しかしながら、いろんな推量はできても、穂積朝臣老が配流された、はっきりとした理由はわかっていない。ただ、流されて、実に18年間、佐渡島に居たことは事実だ。それでは、まず、万葉集巻 第三にある彼の歌を挙げてみよう。まだ流される前の歌だ。

  我が命 しま幸くあらば またも見む

      志賀の大津に 寄する白波

この歌は、彼が行幸に同行した時の歌とされる。歌の解釈は次のようになるだろうか。「私の命が無事であったなら、志賀の大津に打ち寄せる白波を、再び見ることもあるだろう」と。これは見事に将来を暗示している。まさに人生の皮肉。

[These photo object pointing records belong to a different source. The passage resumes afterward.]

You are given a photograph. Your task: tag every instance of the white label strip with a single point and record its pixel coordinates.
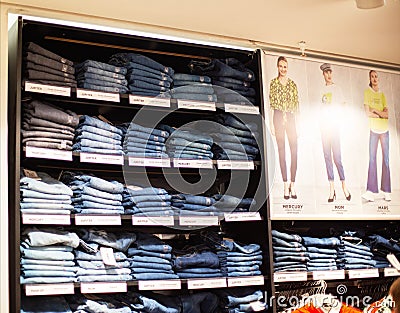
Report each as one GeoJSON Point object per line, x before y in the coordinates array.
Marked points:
{"type": "Point", "coordinates": [198, 220]}
{"type": "Point", "coordinates": [196, 105]}
{"type": "Point", "coordinates": [242, 216]}
{"type": "Point", "coordinates": [102, 158]}
{"type": "Point", "coordinates": [87, 219]}
{"type": "Point", "coordinates": [391, 271]}
{"type": "Point", "coordinates": [48, 89]}
{"type": "Point", "coordinates": [286, 276]}
{"type": "Point", "coordinates": [106, 287]}
{"type": "Point", "coordinates": [43, 153]}
{"type": "Point", "coordinates": [170, 284]}
{"type": "Point", "coordinates": [245, 281]}
{"type": "Point", "coordinates": [153, 220]}
{"type": "Point", "coordinates": [164, 162]}
{"type": "Point", "coordinates": [235, 165]}
{"type": "Point", "coordinates": [241, 108]}
{"type": "Point", "coordinates": [364, 273]}
{"type": "Point", "coordinates": [149, 101]}
{"type": "Point", "coordinates": [46, 219]}
{"type": "Point", "coordinates": [97, 95]}
{"type": "Point", "coordinates": [326, 275]}
{"type": "Point", "coordinates": [193, 163]}
{"type": "Point", "coordinates": [49, 289]}
{"type": "Point", "coordinates": [206, 283]}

そして、万葉集巻 第十三には、佐渡島に流された時に詠んでいる長歌と反歌がある。

  大君の 命畏み 見れど飽かぬ 奈良山越えて

  真木積む 泉の川の 早き瀬を 棹さし渡り

  ちはやぶる 宇治の渡りの たぎつ瀬を

  見つつ渡りて 近江道の 逢坂山に

  手向けして 我が越え行けば 楽浪の

  志賀の唐崎 幸くあらば またかえり見む

  道の隈 八十隈ごとに 嘆きつつ

  我が過ぎ行けば いや遠に 里離り来ぬ

  いや高に 山も越え来ぬ 剣太刀 

  鞘ゆ抜き出でて 伊香胡山 

  いかにか我がせむ ゆくへ知らずて

解釈は、「大君より下された官命を恐れ慎み、何度見ても飽きない奈良山を越えて、檜等を積んで運ぶ木津川の早い瀬に棹指して渡り、宇治の渡りの逆巻く瀬見ながら渡って、近江道の逢坂山の神に手向けして、私が越えていくと、楽浪の志賀の唐崎に着いた。

運が良ければ、また帰ってきて見ることができるだろうか。曲がり角の多い道を嘆きつつ、通り過ぎていくと、遠く里を離れ山奥に入ってしまった。剣太刀を鞘から抜き出して伊香胡山ではないが、望郷の念が強くなる。一体、私は行き先で、どうなってしまうのだろうか」という感じかな。

「剣太刀 鞘ゆ抜き出でて 伊香胡山」というのは、剣太刀が男を指し、鞘が女を指す。つまり妻を都に残して、心残りで心配だが、穂積朝臣老だけが、流されていく辛さを万感の思いで詠ったのだろう。

そして、反歌が続く。

  天地を憂へ 祈(こ)ひ禱(の)み 幸くあらば

     またかへり見む 志賀の唐崎

解釈は、「天地の神々にお願いして、運が良ければ、また志賀の唐崎に無事に立ち返って、また見たいものよ」という感じかな。悲壮感が漂っている。当時の佐渡島は現在の日本から想像もできない寂しい場所だ。それが近づくに従って、足が重くなっていく心情を見事に表している。

*追記

なお、彼は後に、740年(天平12年)に恩赦により入京し、帰京して9年後に亡くなっている。生年不明のため、享年不詳。